Installation requires a compiled version of Jim Kent's source tree, including the main library, jkweb.a. Please see the README in the Bio::DB::BigFile distribution directory for instructions.

CLASS METHODS

Please note that all genomic coordinates consumed or returned by this module are zero-based half-open intervals. This is not true of the "high level" interfaces.

$wig = Bio::DB::BigFile->bigWigFileOpen('/path/to/file.bw');

Open a preexisting BigWig file and return its object handle. The returned object object will be of type Bio::DB::bbiFile.

$bed = Bio::DB::BigFile->bigBedFileOpen('/path/to/file.bb');

Open a preexisting BigBed file and return its object handle. The returned object object will be of type Bio::DB::bbiFile.

Bio::DB::BigFile->createBigWig($infile,$chrom_sizes,$outfile,$args)

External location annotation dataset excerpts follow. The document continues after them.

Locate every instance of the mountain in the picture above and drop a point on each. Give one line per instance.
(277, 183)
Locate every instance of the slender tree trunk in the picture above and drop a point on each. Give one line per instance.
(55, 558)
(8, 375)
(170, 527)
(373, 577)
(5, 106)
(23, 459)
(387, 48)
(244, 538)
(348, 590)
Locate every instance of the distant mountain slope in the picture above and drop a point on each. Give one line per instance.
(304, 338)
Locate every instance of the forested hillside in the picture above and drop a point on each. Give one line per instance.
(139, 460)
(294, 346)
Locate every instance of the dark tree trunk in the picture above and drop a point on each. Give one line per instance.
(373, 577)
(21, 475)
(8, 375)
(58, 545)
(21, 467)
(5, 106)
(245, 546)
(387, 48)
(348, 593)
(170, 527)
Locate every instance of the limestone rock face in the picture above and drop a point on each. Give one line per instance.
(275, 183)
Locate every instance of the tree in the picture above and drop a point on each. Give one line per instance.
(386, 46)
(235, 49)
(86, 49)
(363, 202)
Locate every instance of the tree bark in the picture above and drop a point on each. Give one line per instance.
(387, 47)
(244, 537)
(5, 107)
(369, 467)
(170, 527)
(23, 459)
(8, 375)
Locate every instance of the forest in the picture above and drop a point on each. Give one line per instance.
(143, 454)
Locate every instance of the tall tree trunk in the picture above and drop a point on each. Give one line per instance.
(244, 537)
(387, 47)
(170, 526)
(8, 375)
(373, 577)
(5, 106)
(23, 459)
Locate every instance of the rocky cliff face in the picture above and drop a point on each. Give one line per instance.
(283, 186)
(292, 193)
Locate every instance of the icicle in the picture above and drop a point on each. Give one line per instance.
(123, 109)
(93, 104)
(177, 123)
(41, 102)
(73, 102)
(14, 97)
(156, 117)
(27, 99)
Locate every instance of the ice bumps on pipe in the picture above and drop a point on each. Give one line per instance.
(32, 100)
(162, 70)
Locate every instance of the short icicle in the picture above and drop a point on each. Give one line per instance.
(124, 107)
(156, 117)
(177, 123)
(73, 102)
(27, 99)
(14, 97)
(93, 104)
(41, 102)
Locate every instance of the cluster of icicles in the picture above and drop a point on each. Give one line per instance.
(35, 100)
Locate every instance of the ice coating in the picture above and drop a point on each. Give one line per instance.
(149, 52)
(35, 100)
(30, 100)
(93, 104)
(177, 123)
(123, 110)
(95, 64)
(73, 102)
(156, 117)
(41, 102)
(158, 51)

Create a BigWig file from a text .wig file (without track definition lines). The arguments are identical to those used by the UCSC wigToBigWig utility.

$infile is the path to the input .wig file.

$chrom_sizes points to a file of chromosome sizes formatted in two whitespace-separated columns consisting of chromosome name and size.

$outfile is a path to the BigWig file you wish to create.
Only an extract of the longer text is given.